Methods Retrospective analysis of patient records at the department of cardiology, Castle Hill Hospital, Kingston-upon-Hull. 387 patients (median (25th–75th percentile)) (age 65 (56–72) years; 79% men; LVEF 34 (31–37) %) were included. Patients underwent a symptom-limited, maximal CPET on a treadmill. During a median follow-up of 8.6±2.1 years in survivors, 107 patients died. Survival models were built and validated using a hybrid approach between the bootstrap and Cox regression. Nine CPET-derived variables were included. Z-score defined each variable’s predictive strength. Model coefficients were converted to a risk score.

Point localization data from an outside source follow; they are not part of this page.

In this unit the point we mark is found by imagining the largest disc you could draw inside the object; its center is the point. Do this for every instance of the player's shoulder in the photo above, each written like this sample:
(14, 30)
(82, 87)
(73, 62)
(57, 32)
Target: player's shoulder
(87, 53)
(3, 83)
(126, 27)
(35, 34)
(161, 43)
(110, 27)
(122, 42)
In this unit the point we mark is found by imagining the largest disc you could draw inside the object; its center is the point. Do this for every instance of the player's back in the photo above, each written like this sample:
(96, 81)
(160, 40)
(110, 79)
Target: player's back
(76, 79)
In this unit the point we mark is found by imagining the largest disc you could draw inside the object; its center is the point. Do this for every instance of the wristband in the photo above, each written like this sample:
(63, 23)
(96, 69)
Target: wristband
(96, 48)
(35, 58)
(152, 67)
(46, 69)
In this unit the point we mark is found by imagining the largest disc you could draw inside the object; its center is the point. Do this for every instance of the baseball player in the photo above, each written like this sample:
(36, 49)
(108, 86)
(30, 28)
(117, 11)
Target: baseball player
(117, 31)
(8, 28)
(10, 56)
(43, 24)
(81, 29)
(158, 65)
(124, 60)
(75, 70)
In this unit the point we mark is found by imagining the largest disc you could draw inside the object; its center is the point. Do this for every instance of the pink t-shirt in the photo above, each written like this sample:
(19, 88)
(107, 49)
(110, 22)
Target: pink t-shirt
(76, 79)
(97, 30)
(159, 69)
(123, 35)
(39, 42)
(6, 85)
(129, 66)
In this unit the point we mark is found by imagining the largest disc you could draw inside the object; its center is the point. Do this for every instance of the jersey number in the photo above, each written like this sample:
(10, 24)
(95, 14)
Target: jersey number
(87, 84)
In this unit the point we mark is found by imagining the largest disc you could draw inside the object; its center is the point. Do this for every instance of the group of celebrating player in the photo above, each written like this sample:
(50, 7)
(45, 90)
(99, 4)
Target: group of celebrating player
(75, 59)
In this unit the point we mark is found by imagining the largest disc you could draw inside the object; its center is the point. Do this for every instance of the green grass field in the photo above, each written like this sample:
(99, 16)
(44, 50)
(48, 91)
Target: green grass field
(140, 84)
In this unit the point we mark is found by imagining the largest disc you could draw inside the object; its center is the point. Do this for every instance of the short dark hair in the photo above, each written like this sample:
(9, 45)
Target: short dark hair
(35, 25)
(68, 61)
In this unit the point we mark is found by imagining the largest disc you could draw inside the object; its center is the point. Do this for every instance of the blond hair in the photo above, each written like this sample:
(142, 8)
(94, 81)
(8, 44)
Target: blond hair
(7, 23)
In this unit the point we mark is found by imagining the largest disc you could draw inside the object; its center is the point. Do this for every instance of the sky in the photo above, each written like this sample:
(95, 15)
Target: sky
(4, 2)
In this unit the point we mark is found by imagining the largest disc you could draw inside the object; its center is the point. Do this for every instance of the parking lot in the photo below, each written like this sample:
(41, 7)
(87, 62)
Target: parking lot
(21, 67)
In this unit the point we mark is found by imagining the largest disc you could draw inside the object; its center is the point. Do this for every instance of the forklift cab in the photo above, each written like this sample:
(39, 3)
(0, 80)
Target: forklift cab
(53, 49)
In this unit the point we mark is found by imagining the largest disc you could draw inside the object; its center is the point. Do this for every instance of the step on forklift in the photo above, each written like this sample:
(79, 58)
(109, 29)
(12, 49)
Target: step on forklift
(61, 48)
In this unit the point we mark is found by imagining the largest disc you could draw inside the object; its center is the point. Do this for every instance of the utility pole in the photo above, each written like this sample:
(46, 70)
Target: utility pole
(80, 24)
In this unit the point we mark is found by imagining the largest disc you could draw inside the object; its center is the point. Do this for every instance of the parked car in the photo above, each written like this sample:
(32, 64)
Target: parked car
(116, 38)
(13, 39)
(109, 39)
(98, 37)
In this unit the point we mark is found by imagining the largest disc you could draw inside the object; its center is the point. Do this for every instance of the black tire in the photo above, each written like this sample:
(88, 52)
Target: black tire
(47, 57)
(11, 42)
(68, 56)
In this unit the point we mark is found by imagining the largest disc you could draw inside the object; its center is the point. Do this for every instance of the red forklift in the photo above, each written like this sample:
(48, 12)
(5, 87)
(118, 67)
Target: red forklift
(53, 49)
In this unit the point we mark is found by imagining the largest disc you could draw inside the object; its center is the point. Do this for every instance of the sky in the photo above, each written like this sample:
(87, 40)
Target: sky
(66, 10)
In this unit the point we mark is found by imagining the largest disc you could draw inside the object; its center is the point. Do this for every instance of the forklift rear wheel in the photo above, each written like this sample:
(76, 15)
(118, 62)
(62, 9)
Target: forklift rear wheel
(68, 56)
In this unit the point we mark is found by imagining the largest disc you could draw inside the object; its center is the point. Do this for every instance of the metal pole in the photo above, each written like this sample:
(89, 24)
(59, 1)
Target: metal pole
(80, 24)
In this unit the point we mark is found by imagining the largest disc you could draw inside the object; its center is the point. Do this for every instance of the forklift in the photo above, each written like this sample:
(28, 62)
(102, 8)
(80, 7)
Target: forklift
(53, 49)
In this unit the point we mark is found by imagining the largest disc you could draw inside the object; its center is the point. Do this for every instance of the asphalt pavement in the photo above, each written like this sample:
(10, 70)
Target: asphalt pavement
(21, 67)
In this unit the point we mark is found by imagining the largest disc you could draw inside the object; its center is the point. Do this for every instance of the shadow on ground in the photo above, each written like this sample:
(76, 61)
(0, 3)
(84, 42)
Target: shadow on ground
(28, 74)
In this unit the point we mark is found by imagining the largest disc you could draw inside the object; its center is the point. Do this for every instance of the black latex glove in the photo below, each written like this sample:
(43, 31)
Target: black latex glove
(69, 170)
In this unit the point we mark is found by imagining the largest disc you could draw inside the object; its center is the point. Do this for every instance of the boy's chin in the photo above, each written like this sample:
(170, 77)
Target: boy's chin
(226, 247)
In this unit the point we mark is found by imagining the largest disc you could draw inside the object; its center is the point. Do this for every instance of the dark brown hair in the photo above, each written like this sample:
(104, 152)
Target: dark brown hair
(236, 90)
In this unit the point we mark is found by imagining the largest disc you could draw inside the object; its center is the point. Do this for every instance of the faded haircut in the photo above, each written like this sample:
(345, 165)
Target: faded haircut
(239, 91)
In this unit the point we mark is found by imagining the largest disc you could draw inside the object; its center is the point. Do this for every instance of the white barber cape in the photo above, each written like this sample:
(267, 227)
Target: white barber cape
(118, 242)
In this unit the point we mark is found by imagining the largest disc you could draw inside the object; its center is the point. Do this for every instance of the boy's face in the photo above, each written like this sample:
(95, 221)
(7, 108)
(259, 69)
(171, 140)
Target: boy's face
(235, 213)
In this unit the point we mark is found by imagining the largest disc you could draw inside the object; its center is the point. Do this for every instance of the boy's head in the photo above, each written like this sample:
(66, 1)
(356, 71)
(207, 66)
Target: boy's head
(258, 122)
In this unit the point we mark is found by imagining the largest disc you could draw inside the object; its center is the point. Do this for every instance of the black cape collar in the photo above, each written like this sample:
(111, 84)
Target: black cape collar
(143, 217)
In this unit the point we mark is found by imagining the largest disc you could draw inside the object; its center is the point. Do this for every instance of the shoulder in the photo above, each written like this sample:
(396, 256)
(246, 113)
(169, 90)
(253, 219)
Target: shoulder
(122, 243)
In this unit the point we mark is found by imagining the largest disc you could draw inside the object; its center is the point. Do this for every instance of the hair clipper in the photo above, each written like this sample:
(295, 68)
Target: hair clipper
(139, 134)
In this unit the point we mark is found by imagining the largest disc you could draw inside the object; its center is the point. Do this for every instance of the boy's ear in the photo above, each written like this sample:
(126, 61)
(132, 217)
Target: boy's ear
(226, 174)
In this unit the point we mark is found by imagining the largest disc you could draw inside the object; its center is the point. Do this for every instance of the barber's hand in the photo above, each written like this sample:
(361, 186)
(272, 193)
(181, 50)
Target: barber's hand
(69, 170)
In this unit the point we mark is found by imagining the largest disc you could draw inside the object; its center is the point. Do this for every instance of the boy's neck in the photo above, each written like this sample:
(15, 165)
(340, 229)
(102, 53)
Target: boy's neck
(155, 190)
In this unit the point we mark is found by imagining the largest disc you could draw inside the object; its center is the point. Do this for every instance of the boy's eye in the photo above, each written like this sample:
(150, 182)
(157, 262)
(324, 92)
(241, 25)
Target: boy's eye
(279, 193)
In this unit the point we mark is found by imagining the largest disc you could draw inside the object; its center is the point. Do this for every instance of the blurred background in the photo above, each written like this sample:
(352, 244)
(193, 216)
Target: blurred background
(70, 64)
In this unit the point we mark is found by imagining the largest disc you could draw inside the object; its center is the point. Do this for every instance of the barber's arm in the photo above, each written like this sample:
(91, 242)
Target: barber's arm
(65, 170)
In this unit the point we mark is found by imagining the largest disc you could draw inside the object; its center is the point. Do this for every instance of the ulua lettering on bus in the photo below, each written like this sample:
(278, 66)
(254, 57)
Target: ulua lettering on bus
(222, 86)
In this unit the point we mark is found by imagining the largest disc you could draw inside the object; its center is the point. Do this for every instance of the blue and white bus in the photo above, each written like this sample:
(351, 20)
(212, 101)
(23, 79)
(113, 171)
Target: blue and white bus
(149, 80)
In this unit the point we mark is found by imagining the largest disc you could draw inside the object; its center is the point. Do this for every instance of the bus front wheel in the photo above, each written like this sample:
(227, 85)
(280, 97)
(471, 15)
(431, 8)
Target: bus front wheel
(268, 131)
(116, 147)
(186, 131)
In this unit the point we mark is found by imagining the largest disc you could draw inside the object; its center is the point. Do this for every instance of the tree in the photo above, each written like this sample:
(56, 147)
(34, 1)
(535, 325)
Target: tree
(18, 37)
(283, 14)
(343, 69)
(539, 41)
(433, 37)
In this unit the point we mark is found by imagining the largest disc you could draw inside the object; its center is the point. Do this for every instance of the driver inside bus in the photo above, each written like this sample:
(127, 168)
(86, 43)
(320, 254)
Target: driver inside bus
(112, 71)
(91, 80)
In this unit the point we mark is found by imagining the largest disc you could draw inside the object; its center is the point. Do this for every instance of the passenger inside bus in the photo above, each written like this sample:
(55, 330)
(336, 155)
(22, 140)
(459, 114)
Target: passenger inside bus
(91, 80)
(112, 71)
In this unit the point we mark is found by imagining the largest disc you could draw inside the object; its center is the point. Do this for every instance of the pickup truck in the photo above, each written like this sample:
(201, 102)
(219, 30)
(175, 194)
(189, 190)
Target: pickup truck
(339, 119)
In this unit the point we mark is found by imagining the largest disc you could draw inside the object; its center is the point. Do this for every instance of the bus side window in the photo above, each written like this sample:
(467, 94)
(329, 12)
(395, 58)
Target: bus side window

Results Four CPET-related variables were independent predictors of all-cause mortality in the survival model: the presence of exertional oscillatory ventilation (EOV), increasing slope of the relation between ventilation and carbon dioxide production (VE/VCO2 slope), decreasing oxygen uptake efficiency slope (OUES), and an increase in the lowest ventilatory equivalent for carbon dioxide (VEqCO2 nadir). Individual predictors of mortality ranged from 0.60 to 0.71 using Harrell's C-statistic, but the optimal combination of EOV+VE/VCO2 slope+OUES+VEqCO2 nadir reached 0.75. The Hull CPET risk score had a significantly higher area under the curve (0.78) when compared to the HF Survival Score (AUC=0.70; p<0.001).

Conclusions A composite risk score using variables from CPET out-performs the traditional single variable approach in predicting outcome in patients with mild-to-moderate HF.